La risposta a queste domande sta spesso nella pancia. Inutile scuotere la testa, siamo tutti soggetti a bias cognitivi che influenzano le nostre scelte e ci fanno propendere quasi sempre per scelte meno razionali di quanto siamo disposti ad ammettere. E questo sono le scienze cognitive a dircelo, esperimenti alla mano. Quello che non si sa ancora bene è se, e nel caso come, certi odori possano influenzare attivamente alcuni nostri comportamenti – in verità qui siamo ancora più sul mistico che sul reale. I pochi studi disponibili mancano spesso di rigore sufficiente perché siano davvero attendibili, è facile pensare che il contesto e elementi di suggestione psicologica – come del resto in molti altri casi – facciano la loro parte. Per capirci: in una sistuazione in cui mi sento ascoltato e accudito come cliente sicuramente sarò più rilassato e ben disposto; in tale contesto un leggero aroma x nell’aria sarà facilmente percepito come un’aggiunta originale e piacevole. Alla fine comprerò qualcosa. Questo significa che l’aroma x mi ha influenzato nell’acquisto? Magari ha contribuito, ma difficile darlo per certo. Nulla di male, basta esserne consapevoli.
Bonus
Smellwalking, ovvero passeggiate olfattive. Fare caso agli odori intorno a noi ci rende più ricettivi e presenti al nostro naso. Il respiro rallenta e si fa più profondo, una via verso una maggiore consapevolezza del nostro corpo e dello spazio in cui ci muoviamo.

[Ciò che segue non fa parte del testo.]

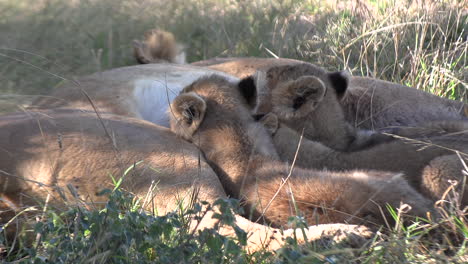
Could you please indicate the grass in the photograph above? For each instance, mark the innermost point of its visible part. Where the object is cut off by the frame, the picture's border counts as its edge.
(122, 232)
(423, 45)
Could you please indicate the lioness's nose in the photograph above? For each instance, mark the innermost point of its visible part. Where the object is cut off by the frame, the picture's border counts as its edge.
(257, 117)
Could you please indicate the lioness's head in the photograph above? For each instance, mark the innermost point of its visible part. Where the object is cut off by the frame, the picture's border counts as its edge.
(208, 103)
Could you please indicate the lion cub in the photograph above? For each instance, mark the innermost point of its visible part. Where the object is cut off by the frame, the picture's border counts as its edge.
(311, 106)
(214, 115)
(368, 103)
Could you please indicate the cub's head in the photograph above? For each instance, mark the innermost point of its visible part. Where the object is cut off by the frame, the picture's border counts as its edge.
(294, 91)
(209, 103)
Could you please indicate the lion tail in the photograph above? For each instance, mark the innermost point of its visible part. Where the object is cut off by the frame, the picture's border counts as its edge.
(158, 46)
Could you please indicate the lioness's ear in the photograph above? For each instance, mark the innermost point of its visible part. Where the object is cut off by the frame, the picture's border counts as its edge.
(139, 51)
(271, 123)
(186, 114)
(339, 81)
(248, 90)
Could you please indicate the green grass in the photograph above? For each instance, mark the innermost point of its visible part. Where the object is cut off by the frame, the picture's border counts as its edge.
(421, 46)
(122, 232)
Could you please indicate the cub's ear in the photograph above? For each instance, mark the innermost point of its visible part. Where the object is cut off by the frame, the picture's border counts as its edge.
(140, 52)
(271, 123)
(186, 114)
(248, 90)
(310, 91)
(339, 81)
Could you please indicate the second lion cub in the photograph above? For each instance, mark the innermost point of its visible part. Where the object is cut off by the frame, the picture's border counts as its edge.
(311, 105)
(214, 115)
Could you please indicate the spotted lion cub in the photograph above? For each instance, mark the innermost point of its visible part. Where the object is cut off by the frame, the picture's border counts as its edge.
(214, 115)
(310, 105)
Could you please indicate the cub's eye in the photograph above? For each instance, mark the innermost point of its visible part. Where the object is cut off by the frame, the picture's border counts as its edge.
(298, 102)
(258, 117)
(189, 114)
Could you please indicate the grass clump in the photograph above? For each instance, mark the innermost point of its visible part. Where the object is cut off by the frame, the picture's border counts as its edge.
(122, 233)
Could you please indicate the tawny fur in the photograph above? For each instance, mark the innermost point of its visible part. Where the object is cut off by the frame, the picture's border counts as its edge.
(249, 174)
(369, 103)
(321, 121)
(140, 91)
(45, 152)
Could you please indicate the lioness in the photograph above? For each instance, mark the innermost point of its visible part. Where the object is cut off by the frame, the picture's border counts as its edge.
(53, 152)
(141, 91)
(214, 115)
(310, 105)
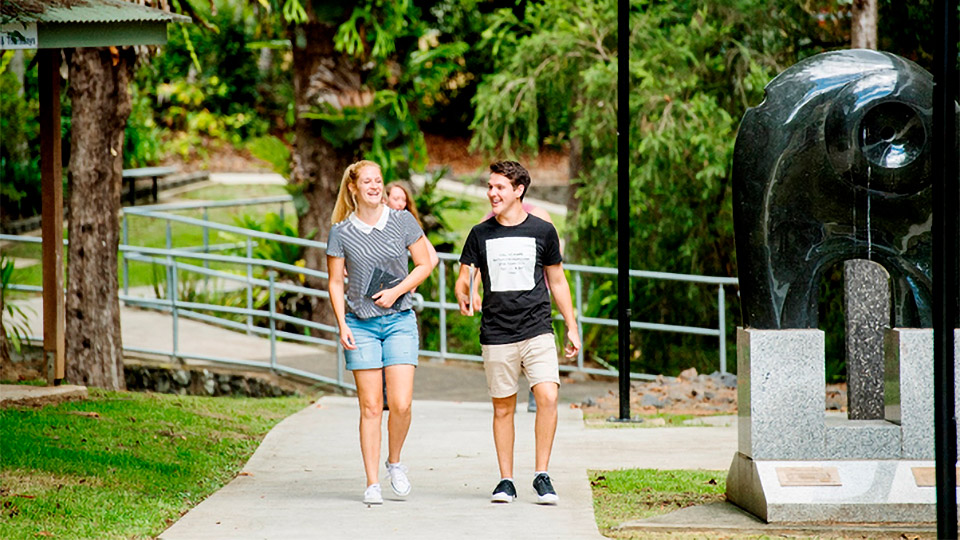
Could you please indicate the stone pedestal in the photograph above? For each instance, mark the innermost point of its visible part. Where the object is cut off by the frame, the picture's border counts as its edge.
(866, 303)
(794, 465)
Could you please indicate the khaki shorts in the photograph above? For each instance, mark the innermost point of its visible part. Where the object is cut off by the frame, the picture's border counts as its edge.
(537, 357)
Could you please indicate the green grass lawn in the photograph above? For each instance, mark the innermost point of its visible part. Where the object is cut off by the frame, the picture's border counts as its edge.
(123, 464)
(632, 494)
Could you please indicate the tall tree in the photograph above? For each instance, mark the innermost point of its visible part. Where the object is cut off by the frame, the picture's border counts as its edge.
(323, 77)
(101, 104)
(863, 24)
(359, 73)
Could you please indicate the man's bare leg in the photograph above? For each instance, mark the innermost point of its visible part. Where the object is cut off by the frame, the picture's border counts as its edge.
(503, 433)
(545, 428)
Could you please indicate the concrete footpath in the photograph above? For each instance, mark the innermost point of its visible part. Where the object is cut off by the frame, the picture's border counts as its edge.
(306, 478)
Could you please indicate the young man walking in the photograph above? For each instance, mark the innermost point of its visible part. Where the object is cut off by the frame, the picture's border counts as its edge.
(518, 255)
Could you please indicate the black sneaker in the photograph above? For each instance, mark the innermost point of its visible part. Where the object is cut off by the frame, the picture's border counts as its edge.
(545, 492)
(505, 492)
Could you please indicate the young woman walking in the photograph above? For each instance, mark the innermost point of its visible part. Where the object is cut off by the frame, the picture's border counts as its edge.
(399, 197)
(378, 329)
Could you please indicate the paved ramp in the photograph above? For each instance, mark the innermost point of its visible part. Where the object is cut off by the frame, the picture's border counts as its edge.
(306, 478)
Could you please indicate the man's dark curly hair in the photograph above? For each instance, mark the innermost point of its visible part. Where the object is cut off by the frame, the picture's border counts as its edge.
(515, 172)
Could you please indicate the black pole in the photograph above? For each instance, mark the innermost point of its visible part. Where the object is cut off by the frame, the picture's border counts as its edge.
(623, 204)
(945, 237)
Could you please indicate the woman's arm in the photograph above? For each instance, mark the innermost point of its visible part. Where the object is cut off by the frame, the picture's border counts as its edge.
(421, 269)
(335, 269)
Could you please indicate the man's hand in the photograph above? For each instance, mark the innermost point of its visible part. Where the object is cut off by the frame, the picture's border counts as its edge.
(464, 301)
(573, 343)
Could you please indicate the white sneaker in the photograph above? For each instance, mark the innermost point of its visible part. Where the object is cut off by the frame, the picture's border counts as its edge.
(398, 479)
(372, 495)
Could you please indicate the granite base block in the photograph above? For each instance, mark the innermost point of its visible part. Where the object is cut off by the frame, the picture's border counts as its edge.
(781, 392)
(872, 491)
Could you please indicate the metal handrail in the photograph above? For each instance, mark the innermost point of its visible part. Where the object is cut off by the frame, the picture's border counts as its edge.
(172, 259)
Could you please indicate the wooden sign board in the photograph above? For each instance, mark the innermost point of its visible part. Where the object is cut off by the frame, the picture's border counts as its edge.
(808, 476)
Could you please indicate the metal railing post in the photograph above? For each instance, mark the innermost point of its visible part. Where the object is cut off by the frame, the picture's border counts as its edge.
(126, 263)
(578, 294)
(722, 326)
(249, 286)
(172, 287)
(443, 310)
(271, 275)
(206, 235)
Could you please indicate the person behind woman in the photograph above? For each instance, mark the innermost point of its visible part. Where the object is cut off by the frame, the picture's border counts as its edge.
(378, 329)
(400, 198)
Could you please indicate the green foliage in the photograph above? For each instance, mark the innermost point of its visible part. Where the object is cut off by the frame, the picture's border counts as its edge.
(16, 330)
(143, 138)
(404, 63)
(272, 150)
(123, 464)
(19, 133)
(434, 207)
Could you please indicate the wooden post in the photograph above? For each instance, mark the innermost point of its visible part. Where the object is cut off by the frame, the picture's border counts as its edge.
(51, 183)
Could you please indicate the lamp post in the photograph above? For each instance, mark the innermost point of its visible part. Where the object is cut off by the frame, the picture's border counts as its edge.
(623, 204)
(945, 239)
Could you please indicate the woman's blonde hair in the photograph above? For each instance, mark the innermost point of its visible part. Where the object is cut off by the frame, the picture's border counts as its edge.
(411, 205)
(346, 202)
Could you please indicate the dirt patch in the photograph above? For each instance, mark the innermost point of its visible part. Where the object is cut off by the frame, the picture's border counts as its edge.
(26, 365)
(690, 393)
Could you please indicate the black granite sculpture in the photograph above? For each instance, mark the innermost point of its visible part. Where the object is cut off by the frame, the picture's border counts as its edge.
(834, 165)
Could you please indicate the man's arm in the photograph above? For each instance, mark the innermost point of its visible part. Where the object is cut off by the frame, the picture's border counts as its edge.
(561, 295)
(462, 289)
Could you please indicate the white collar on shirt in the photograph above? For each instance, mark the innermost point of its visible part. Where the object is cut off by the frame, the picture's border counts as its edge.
(367, 229)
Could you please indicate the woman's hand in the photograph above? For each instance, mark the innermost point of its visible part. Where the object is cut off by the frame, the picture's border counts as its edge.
(346, 338)
(387, 297)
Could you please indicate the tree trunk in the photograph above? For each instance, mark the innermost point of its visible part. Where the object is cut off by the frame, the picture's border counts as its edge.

Esplorare la città, le vie che percorriamo ogni giorno, annusandone angoli e vicoli è una fonte di sorprese. Pioniera di queste esplorazioni urbane, raccolte nel blog Smell and the city e nel libro Urban smellscapes, è stata Victoria Henshaw. Tra l’altro, una mappa olfattiva della città permette, per esempio, di progettare spazi urbani più vivibili tenendo conto degli odori che li caratterizzano. Forse è proprio questo il primo passo da seguire, per non farci semplicemente investire dagli odori, ma annusarli al tempo del nostro respiro.